As described above, the cooling plate of the drawing false-twisting machine of the present invention has a plurality of non-contact portions intermittently formed along the yarn contacting travel path of the cooling plate having a substantially inverted V-shaped cross section. The non-contact portions are arranged at a long pitch interval on the yarn introduction side and at a short pitch interval on the yarn delivery side, or the length of each non-contact portion is small on the yarn introduction side and the yarn delivery is performed. Since it is large on the side, the ratio of the contact part with the yarn is large on the yarn introducing side, the cooling effect is given priority, and the ratio of the non-contact part with the yarn is large on the yarn sending side which has already been cooled to some extent. Further, the contact resistance of the yarn is reduced, the increase of the yarn tension at the time of high-speed processing and the accompanying yarn breakage can be prevented, and the cooling effect and the high-speed drawing false twisting process can be achieved in a well-balanced manner.

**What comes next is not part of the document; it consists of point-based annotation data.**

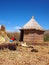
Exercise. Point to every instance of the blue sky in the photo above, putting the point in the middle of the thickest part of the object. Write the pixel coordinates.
(15, 13)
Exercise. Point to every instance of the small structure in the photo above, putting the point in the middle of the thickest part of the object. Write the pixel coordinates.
(32, 32)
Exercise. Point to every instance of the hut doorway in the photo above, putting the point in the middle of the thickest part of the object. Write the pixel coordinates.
(21, 35)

Further, since the non-contact portion is the pushing concave portion, it is advantageous in terms of strength in constructing the cooling plate, and by providing the pushing concave portion, the surface area of the cooling plate is increased and the pushing concave portion is formed. The inflow of the air promotes heat dissipation and improves the cooling efficiency.

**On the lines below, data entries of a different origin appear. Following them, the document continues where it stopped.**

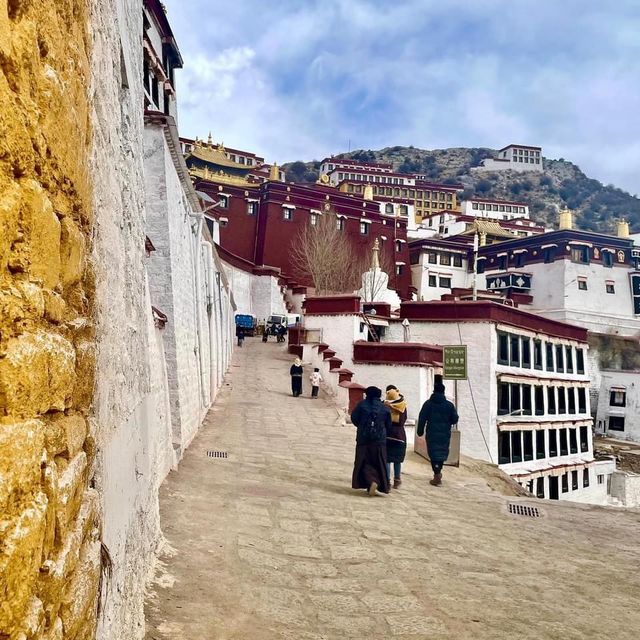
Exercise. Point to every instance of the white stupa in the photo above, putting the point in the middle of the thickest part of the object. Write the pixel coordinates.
(375, 283)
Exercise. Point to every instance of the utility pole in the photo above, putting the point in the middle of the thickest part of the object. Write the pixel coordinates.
(475, 267)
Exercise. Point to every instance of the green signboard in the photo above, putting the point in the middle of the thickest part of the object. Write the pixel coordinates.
(455, 362)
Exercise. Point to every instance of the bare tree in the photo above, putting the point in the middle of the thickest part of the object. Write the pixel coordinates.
(323, 254)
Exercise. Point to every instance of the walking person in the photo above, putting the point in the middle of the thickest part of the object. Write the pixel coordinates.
(315, 379)
(372, 420)
(397, 436)
(438, 415)
(296, 377)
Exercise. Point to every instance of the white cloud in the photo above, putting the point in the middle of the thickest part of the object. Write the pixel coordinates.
(298, 80)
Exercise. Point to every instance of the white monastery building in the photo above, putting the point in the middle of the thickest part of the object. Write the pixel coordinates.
(525, 404)
(516, 157)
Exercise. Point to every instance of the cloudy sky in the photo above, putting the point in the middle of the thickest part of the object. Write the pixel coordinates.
(302, 79)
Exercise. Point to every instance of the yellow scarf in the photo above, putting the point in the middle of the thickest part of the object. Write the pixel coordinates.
(396, 403)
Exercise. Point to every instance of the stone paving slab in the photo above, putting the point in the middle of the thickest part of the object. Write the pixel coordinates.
(272, 543)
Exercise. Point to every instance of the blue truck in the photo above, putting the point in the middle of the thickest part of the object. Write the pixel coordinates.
(247, 323)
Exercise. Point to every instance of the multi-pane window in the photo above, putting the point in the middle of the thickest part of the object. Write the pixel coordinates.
(562, 400)
(538, 399)
(549, 254)
(580, 361)
(526, 353)
(582, 400)
(549, 350)
(617, 398)
(564, 442)
(584, 439)
(616, 423)
(573, 441)
(537, 354)
(551, 400)
(514, 358)
(540, 444)
(571, 400)
(553, 443)
(569, 358)
(526, 400)
(503, 348)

[Brief description of drawings]

FIG. 1 is a side sectional view showing a cooling fret according to a first embodiment of the present invention.

FIG. 2 is a side sectional view showing a cooling fret according to a second embodiment of the present invention.

FIG. 3 is a side view showing a drawing false twisting machine.

FIG. 4 is a perspective view showing a conventional cooling plate.

[Explanation of symbols]

 5 First Feed Roller 6 Primary Heater 8 Twister Unit 9 Second Feed Roller 17,27 Cooling Plate 17i, 27i Thread Introducing Side 17o, 27o Thread Delivery Side 18, 28 Push-in Recess (Non-contact Part)

Claims (3)

[Claims] 1. A plurality of non-contacting parts are intermittently formed along a yarn contacting traveling path of a cooling plate having an approximately V-shaped cross section, and the non-contacting parts have a long pitch interval on the yarn introducing side. The cooling plate of the draw false twisting machine is characterized in that the yarn sending side is arranged at a short pitch. 2. A plurality of non-contacting portions which are not in contact with the yarn are intermittently formed along the yarn contacting traveling path of the cooling plate having a substantially inverted V-shaped cross section, and the length of each non-contacting portion is the yarn introducing side. The cooling plate of the draw false twisting machine is characterized by a small size and a large size on the yarn sending side. 3. The non-contact portion is a pressing recess.
Alternatively, the cooling plate of the drawing false twisting machine according to 2.